= Kodama case =

2011 Chilean payment controversy

The Kodama case is a payment controversy that involved the Ministry of Housing and Urban Development of Chile, led by Magdalena Matte, in 2011. The ministry had entered into a judicial agreement that authorized a significant payment of 17 billion Chilean pesos (equivalent to approximately 24,000,000 euros in 2011) to the construction contractor "Consorcio de Construcciones Kodama Ltda." for construction works. However, these works were originally assessed to have a maximum value of 3 billion pesos by the Institute of Experimental and Materials Research (IDIEM) at the University of Chile. Just as the payment transaction, which would have facilitated the construction of 15,000 Chilean social housing units, was about to take place, it was abruptly halted.

== Background ==
The controversy had its roots in the construction works for Transantiago, a major public transport project in Santiago. Under the administration of Michelle Bachelet, the Ministry of Housing and Urban Development ordered the construction of a bus lane on "Avenida Pedro Aguirre Cerda" in November 2006. The project was initially budgeted at 25.5 billion pesos and was scheduled for completion in 2007. However, due to changes in the project, it was not finished until May 2010, 899 days later than planned.

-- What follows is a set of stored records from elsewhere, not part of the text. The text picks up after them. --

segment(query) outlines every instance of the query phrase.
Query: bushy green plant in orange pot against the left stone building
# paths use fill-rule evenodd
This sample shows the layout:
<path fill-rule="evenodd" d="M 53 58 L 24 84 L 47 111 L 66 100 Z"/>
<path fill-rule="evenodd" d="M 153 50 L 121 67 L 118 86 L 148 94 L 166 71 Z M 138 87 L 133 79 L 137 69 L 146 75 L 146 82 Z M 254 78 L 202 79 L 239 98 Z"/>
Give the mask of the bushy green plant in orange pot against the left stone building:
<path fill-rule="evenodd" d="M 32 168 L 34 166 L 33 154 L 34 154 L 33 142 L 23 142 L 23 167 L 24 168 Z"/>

As a result of these changes, the construction contractor, Kodama Ltda., demanded 7 billion pesos from the ministry in 2009. However, the ministry valued the additional costs at only 950 million pesos, as stated in Resolution 134 on February 16, 2010, and communicated this to the General Comptroller's Office. Eight months later, under the administration of Sebastián Piñera, the Comptroller's Office rejected the payment transaction and authorized the payment of a significantly reduced amount, only 95 million pesos, on October 6, 2010.

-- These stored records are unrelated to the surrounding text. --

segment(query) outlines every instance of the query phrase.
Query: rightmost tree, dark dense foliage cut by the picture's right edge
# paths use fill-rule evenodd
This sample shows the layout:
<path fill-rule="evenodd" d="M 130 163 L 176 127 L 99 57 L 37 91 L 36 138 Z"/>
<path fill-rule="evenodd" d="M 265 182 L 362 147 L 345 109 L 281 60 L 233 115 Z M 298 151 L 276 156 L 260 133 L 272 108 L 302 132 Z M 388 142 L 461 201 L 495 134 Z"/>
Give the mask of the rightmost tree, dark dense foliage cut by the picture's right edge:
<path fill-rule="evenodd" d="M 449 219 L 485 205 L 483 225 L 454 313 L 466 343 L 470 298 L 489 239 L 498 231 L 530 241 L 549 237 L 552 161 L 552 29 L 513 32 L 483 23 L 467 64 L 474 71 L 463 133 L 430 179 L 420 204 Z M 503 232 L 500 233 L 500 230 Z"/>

== Legal proceedings and settlement ==
On December 15, 2010, Kodama Ltda. filed a lawsuit against the Chilean state, claiming 41 billion pesos in compensation at the 10th Civil Court of Santiago. This amount was significantly higher, 493% more, than the initially demanded 7 billion.

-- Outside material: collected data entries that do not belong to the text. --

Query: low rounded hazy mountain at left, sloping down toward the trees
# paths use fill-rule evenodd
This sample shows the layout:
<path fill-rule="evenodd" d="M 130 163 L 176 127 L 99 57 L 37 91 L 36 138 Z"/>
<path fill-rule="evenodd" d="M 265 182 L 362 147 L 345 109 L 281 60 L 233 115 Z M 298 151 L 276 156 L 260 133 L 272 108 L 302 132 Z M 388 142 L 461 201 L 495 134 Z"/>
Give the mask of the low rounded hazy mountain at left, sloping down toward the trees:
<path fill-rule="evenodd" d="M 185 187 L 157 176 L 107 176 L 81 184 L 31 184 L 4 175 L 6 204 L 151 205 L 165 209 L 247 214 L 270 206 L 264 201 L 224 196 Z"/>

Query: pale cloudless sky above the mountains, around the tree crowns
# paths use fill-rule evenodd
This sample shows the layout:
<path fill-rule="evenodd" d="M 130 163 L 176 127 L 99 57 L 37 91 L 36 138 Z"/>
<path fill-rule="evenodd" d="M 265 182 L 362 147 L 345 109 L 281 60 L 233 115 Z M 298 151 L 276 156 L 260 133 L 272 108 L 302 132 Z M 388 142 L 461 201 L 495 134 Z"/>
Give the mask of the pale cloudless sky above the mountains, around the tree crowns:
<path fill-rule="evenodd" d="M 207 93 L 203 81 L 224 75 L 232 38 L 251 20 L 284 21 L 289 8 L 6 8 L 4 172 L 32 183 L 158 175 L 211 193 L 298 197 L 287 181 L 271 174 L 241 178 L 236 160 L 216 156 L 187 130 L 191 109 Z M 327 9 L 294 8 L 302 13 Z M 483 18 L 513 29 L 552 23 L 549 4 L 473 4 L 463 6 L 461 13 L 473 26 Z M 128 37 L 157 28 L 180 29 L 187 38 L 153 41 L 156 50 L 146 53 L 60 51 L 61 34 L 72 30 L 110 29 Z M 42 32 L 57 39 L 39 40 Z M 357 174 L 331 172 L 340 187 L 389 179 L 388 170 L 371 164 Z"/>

For reasons that remain unclear, on January 25, 2011, the Ministry of Housing and Urban Development, through Decree 8, authorized the payment of 17 billion pesos to the contractor Kodama Ltda. The contractor accepted this offer, and the agreement was signed in the 10th Civil Court of Santiago.

== Kodama Ltda. ==
Consorcio de Construcciones Kodama Ltda., owned by Japanese businessman Kenji Kodama, had been involved in government construction projects for 18 years. The company placed the blame for the project delays and the 130 changes made to the original plan on the inefficiency of the ministry. In support of their payment request, the contractor referenced an investigation conducted by Engineering DICTUC, a subsidiary company of the Catholic University of Chile.

== Consequences ==
The payment controversy sparked an investigation led by prosecutor José Morales. In the aftermath of the controversy, Minister Magdalena Matte resigned on April 19, 2011. Additionally, on April 25, the director of Serviu (Housing and Urban Development Service), Antonio Llompart, the deputy director of legal affairs of the Ministry, Rafael Marambio (who admitted accepting an airline ticket to Buenos Aires from Kodama), and the deputy director of Pavement and Road Works, Franz Greve, also resigned. Álvaro Baeza, an advisor to Minister Matte, also tendered his resignation.